The City of Maple Ridge, Maple Ridge-Pitt Meadows Chamber of Commerce and TransLink are asking for ideas on how you’d like Lougheed Highway to look in the future.
The city is doing a Lougheed Transit Corridor Study, which will look at how Maple Ridge’s main road between Pitt Meadows and downtown Maple Ridge should develop.
The road will be the route for a new B-Line bus service, to start later this year or early next. It will connect Maple Ridge to the SkyTrain system at Coquitlam Central station.
“As we look around the region, these high-capacity transit corridors are places where people want to live and they tend to attract new businesses and development opportunities,” the city says on its corridor study website.
The study will also include Dewdney Trunk Road.
A series of events is being planned to get public input, from an open house to multiple pop-ups, with the next one planned for Saturday, May 11. That’s when a co-design workshop takes place at Glenwood elementary, near 121st Avenue and 214th Street, starting at 9 a.m.
The workshop involves a presentation by an urban planner, followed by brain-storming sessions for buildings and public spaces along the corridor and, specifically, at future bus stops for the B-Line service. An RSVP to that event is needed by 4 p.m. on May 8.
After all the ideas are in, a graphic artist will provide visual renditions of what’s been discussed, at 3:30 p.m. Everyone’s welcome to the event and no RSVPs are needed for the later one.

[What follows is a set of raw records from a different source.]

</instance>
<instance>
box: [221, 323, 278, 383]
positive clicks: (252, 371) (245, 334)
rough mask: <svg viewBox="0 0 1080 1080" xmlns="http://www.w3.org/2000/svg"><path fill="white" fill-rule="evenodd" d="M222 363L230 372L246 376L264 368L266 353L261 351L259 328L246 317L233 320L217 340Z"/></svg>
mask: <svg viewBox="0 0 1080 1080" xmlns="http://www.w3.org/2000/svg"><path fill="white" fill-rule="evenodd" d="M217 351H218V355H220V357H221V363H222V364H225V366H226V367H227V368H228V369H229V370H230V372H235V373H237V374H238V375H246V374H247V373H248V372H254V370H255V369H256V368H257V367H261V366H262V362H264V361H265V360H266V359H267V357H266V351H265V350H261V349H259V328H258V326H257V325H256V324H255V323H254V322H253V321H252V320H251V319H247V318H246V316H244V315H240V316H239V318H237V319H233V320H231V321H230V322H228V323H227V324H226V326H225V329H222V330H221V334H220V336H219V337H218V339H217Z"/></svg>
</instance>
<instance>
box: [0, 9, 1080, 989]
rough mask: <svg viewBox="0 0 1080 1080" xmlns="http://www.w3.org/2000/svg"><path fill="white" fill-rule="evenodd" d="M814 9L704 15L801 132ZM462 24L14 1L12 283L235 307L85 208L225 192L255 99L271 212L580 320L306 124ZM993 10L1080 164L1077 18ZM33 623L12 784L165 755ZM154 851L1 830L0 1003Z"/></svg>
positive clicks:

TransLink has said the start date for the B-Line bus, which will offer 40-minute service between downtown Maple Ridge and Coquitlam, will be either late this year or early next year.
Initially, the B-Line service was to start this September.
The B-Line will have limited numbers of stops in order to speed travel time. The stops are in Haney Place Mall, at Laity Street, 203rd Street and Harris Road on Lougheed Highway, in Pitt Meadows.
Future stops could be added at Meadowtown mall and 222nd Street.
The B-Line service will use new articulated buses and bus stops, along with electronic signs.
The uncertainty in the schedule is due to estimated construction timelines, combined with a tight construction market, TransLink said earlier.
“After many years of being unable to expand the transit system, we are now in the midst of the region’s biggest expansion in its history. We are doing our best to roll out new services as quickly as possible to meet demand. However, as we move forward with projects, unforeseen circumstances sometimes influence our timelines,” said spokesperson Aliya Mohamed.